To compare the health, physical function, and quality of life (QoL) of boys with hemophilia with and without a history of intracranial hemorrhage (ICH).


Of 172 patients with hemophilia A or B, 18 (10%) had at least one episode of ICH. For outcome assessments, 16 of 18 (89%) boys with ICH and 32 controls, matched (1:2) for age and severity of hemophilia, were available. The outcome measures were neurologic function, physical function, and QoL.

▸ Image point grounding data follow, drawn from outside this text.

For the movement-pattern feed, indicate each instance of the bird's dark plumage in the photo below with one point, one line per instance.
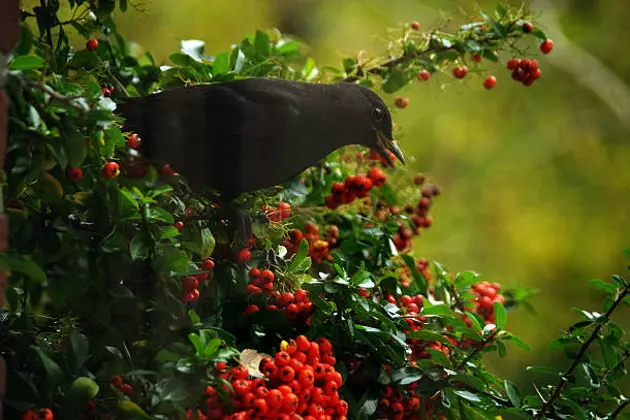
(251, 134)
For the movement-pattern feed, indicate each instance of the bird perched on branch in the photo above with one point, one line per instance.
(250, 134)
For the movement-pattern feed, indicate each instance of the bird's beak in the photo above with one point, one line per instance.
(386, 144)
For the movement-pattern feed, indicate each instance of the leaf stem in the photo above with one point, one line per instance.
(583, 349)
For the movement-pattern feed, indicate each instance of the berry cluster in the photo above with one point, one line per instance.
(524, 71)
(418, 216)
(191, 283)
(485, 296)
(355, 186)
(278, 214)
(41, 414)
(110, 170)
(118, 383)
(296, 305)
(318, 248)
(301, 383)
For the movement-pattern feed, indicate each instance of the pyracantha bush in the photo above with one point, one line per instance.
(127, 299)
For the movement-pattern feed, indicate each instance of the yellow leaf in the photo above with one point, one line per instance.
(251, 360)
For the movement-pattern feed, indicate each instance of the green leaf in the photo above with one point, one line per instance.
(513, 393)
(76, 148)
(418, 277)
(602, 285)
(543, 370)
(261, 44)
(181, 59)
(139, 248)
(429, 335)
(467, 395)
(394, 80)
(511, 338)
(207, 243)
(27, 62)
(28, 267)
(500, 315)
(221, 64)
(80, 349)
(300, 262)
(53, 371)
(171, 260)
(84, 388)
(132, 409)
(440, 309)
(438, 357)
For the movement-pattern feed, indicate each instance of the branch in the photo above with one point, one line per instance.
(583, 349)
(619, 409)
(477, 349)
(58, 96)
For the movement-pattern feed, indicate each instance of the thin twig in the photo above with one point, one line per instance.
(478, 349)
(583, 349)
(69, 99)
(619, 409)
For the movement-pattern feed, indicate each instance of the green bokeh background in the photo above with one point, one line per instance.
(535, 180)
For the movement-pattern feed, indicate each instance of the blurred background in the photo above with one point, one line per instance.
(535, 181)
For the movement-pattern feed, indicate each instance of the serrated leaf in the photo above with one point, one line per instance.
(132, 409)
(467, 395)
(500, 315)
(513, 393)
(27, 62)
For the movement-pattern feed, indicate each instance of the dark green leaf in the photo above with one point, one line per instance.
(53, 371)
(513, 393)
(27, 62)
(500, 315)
(467, 395)
(80, 349)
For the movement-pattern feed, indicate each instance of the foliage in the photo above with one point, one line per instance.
(127, 300)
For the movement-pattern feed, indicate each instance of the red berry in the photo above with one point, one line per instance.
(116, 381)
(513, 63)
(243, 256)
(111, 170)
(207, 265)
(239, 372)
(166, 171)
(400, 103)
(134, 141)
(252, 309)
(302, 342)
(260, 407)
(424, 75)
(546, 46)
(490, 82)
(91, 44)
(190, 283)
(460, 72)
(75, 174)
(267, 276)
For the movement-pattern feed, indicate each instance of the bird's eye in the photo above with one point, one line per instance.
(377, 114)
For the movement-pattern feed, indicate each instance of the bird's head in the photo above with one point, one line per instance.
(383, 139)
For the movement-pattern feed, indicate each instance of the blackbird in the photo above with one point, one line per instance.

The median age of the boys at the first ICH was 5.9 months (range, 1 day to 2.7 years). Boys with ICH had a higher incidence of inhibitors and lower mean household income. Neurologic examination was abnormal in seven of 16 (44%) boys with ICH and nine of 32 (28%) controls (P=.3). The mean physical function in boys with ICH was lower (82%+/-25%) compared with controls (93.5%+/-12%, P=.045). The QoL was decreased in boys with ICH compared with controls (6.8+/-3.2 vs 8.5+/-1.4, P=.02), whereas health-related QoL was not significantly different between groups.


The poorer long-term outcomes of boys with hemophilia appropriately treated for ICH, especially in the domain of QoL, suggest that new strategies to prevent ICH and to manage ICH effectively in this population are needed.